Southold Drawdown Pilot Project Would Turn Food Waste to Compost
Drawdown East End, in cooperation with Southold Town, is planning to launch a 30-household, 30-day pilot program with town residents in spring 2020 to conduct research on separating food waste from town yellow bag refuse.
Participants, all self-haulers of yellow bags to the Southold Town Transfer Station, will separate their food waste into specially provided buckets, and bring them to a designated drop-off pallet at the transfer station.
“Our hope,” says Sherry Thirlby of Southold, lead organizer of the Drawdown East End Reduce Food Waste Team and member of the Steering Committee, “is to scale up this separate-your-food-waste pilot to include the entire community — to ultimately divert food waste from the waste stream, turn it into local compost for our farmers, help our town save money, and bring cascading environmental and health benefits to our community. We thank the town for partnering, and a special thanks to Treiber Farms, who have generously agreed to be our pilot farm partner.”

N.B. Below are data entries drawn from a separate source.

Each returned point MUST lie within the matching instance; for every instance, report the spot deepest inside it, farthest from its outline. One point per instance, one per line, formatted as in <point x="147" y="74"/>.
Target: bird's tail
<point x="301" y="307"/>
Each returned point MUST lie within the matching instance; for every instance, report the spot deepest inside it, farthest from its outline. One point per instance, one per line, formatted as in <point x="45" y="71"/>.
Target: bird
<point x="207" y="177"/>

“This is very exciting to have residents come forward with projects like this that are so important to our town’s sustainability in the face of erratic weather and climate change so devastating to our farming community” said Southold Town Supervisor Scott Russell. “The potential scalable program involving our 23,000 residents could divert over nearly 2 million pounds per year of food from the waste stream into local compost, with great economic benefits.”
“Treiber Farms is delighted to participate in this pilot,” said Peter Treiber, “We share Drawdown East End’s vision that food waste should be transformed into compost for our farms on a community-wide scale.”

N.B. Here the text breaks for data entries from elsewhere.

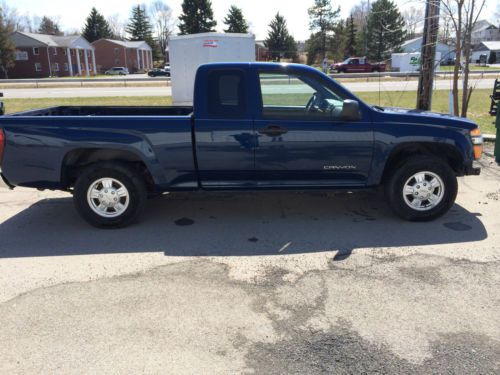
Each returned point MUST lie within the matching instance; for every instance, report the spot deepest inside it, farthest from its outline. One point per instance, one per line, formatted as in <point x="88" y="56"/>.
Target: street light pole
<point x="428" y="55"/>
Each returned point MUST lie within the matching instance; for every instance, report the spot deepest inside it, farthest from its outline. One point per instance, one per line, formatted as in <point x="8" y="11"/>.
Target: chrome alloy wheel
<point x="108" y="197"/>
<point x="423" y="191"/>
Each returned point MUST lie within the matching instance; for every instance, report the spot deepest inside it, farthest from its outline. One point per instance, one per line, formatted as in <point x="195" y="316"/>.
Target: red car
<point x="357" y="65"/>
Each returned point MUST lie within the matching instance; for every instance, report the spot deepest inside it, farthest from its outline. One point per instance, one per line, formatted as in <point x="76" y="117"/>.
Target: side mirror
<point x="350" y="111"/>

“The mission of Drawdown East End, said Mark Haubner of Riverhead, Drawdown East End Steering Committee and North Fork Environmental Council Vice-President, “is to inspire our communities to actively engage in solutions that achieve drawdown of greenhouse gases and reverse global warming. Farmers and scientists are confirming that healthy soil can absorb excess carbon from the atmosphere and store it safely for long periods of time.”
Drawdown East End co-founder and steering committee member Mary Morgan of Orient, a past president of Slow Food East End, said “our ultimate goal is to provide a way for local compost to be created for our local farm soils, thus exponentially sequestering carbon, putting us on a path to reversing global warming.”